On Wednesday, May 8th, Governor Jay Inslee helped level the playing field for workers in Washington state by signing ESHB 145. This new Washington non-compete law will restrict employers’ use of contractual restrictive covenants. The legal changes, which go into effect January 1,2020, will affect veterinarians and veterinary staff throughout the state.
Non-competition Clauses Can Impair Economic Growth
Non-compete clauses limit how close to an existing business a previous employee can work doing specific activities for a certain amount of time. These contractual agreements are used to protect employers. Employers may hire a job candidate from out of state and have significant costs with moving expenses, training, and other start-up costs. If employees can leave and open a competing service quickly, it can financially strain employers.
Non-compete clauses limit not just the formation of competing businesses but also limit an employee’s ability to change jobs. When non-compete clauses are lengthy or cover large geographic areas, employees may have to move cities or states in order to leave an unhappy workplace. In industries where many workers have non-compete clauses in their contracts, it can be extremely hard for new businesses to hire employees.
In passing the new legislation, Washington stated its belief that employee job mobility is important for economic growth and development. The new law is an acknowledgment that the status quo is unreasonable and provides unfair advantage to existing businesses.
Lessons from California
Non-compete clauses are virtually unenforceable in California. Many believe that the technology industry has flourished in Silicon Valley in part because workers can easily leave existing companies to start new ventures. For example, successful video conferencing start-up, Zoom began when Eric Yuan left his job at WebEx. The hope is that the new Washington non-compete law limiting these clauses will increase the formation of new businesses and encourage more innovation.
The Impact on Washington Veterinarians
I believe this law is a huge positive for veterinarians. In an increasing consolidated landscape, non-compete clauses have become longer and now cover larger geographic areas. When I started work in Seattle, I did not have a non-compete clause in my contract. In my second job, the non-compete clause only covered a 5-mile radius. As a business owner, I did believe in non-compete clauses due to the start-up costs for new specialists but we tried to make them reasonable. I now know of veterinarians with 3-year, 50 mile non-compete clauses. These burdensome non-competes have caused talented veterinary specialists to leave the Seattle area when they chose to leave their workplaces. These non-competes have deprived pet owners of important specialty services.
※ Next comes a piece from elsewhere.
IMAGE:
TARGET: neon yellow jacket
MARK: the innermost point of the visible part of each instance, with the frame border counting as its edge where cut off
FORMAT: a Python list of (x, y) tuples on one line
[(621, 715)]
The new law limits these non-competes, making it easier for veterinarians to change jobs or start new hospitals. Increased competition will improve the quality and price of veterinary care for pets and their families.
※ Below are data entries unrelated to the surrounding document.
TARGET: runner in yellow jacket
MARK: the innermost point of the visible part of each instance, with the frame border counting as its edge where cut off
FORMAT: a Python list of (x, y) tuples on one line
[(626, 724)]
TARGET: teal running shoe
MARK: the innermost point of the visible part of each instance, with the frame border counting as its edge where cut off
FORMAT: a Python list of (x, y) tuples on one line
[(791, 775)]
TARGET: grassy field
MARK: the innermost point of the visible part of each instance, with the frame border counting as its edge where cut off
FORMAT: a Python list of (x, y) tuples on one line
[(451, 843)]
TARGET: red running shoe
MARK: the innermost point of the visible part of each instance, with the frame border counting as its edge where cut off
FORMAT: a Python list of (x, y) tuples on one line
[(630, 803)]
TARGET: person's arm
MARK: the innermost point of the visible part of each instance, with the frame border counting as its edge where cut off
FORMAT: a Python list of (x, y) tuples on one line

Details of the New Washington Non-Compete Law
The new law states that non-compete clauses are only allowed for employees making over $100,000/year and this number will be adjusted each year for inflation. The law affects both existing non-competes and future non-competes. If you are a veterinarian or veterinary staff currently working in Washington state and you make under $100,000, any non-compete you signed is likely null and void after January 1, 2020 and can not be enforced. Any contract presented after January 1, 2020 can not contain non-compete language if your W-2 earnings are less than $100,000.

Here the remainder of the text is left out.